Same here. I think they are having a bad server day. Amounts so far have been correct although I am contesting 2 reservation trips because they paid about 5 bucks less than they were supposed to.


----------



## Daisey77 (Jan 13, 2016)

I just noticed my times were off last night but the weekly and daily summaries have not been accurate for about a month. I've called support three times with no avail


----------



## NewLyftDriver (Sep 10, 2021)

Can any of you see trip details?


----------



## Disgusted Driver (Jan 9, 2015)

NewLyftDriver said:


> Can any of you see trip details?


Hit or miss. Sometimes it loads, other times it's an error screen.


----------



## NewLyftDriver (Sep 10, 2021)

I haven't gotten to see it once in the last few days


----------



## Taxi2Uber (Jul 21, 2017)

NewLyftDriver said:


> Can any of you see trip details?


I can, using my 2nd phone with old version of app (updated last 9/2020)
All functions work perfectly, except the trip request times are off by 8 hrs.

My primary phone with updated Uber app has the same issues as you.
--No trip details with same message you got.
--Daily 'Stats' not showing correctly.
--Trip requests times are off by 8 hrs on this phone too.


----------



## NewLyftDriver (Sep 10, 2021)

Do the stats show correctly on the old version?

Iphone or Android?


----------



## Taxi2Uber (Jul 21, 2017)

NewLyftDriver said:


> Do the stats show correctly on the old version?
> 
> Iphone or Android?


(Sorry for slow response. If you don't quote me, sometimes I don't see your posts to me unless I stumble on it.)

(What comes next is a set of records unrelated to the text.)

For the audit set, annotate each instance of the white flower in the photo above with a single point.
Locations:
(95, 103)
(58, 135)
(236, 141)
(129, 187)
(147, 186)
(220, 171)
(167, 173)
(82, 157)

Yes. Everything is showing correctly on the old version. Android.

Just updated my other phone that had same issues as you, and it seems some things were kinda fixed, but it's still not right.
--Current days time and earning is not posted correctly. It is correct on the old version.
--Weekly Stats 'Online' and 'Trips' are not showing correctly. It is correct on the old version.
--Tapping a day with no earnings doesn't show time online. It shows on old version.
--Sending 'Send Thanks for tip' is still greyed out. It works fine on old version.

Crazy that they can't fix it properly, especially when it wasn't broken before.


----------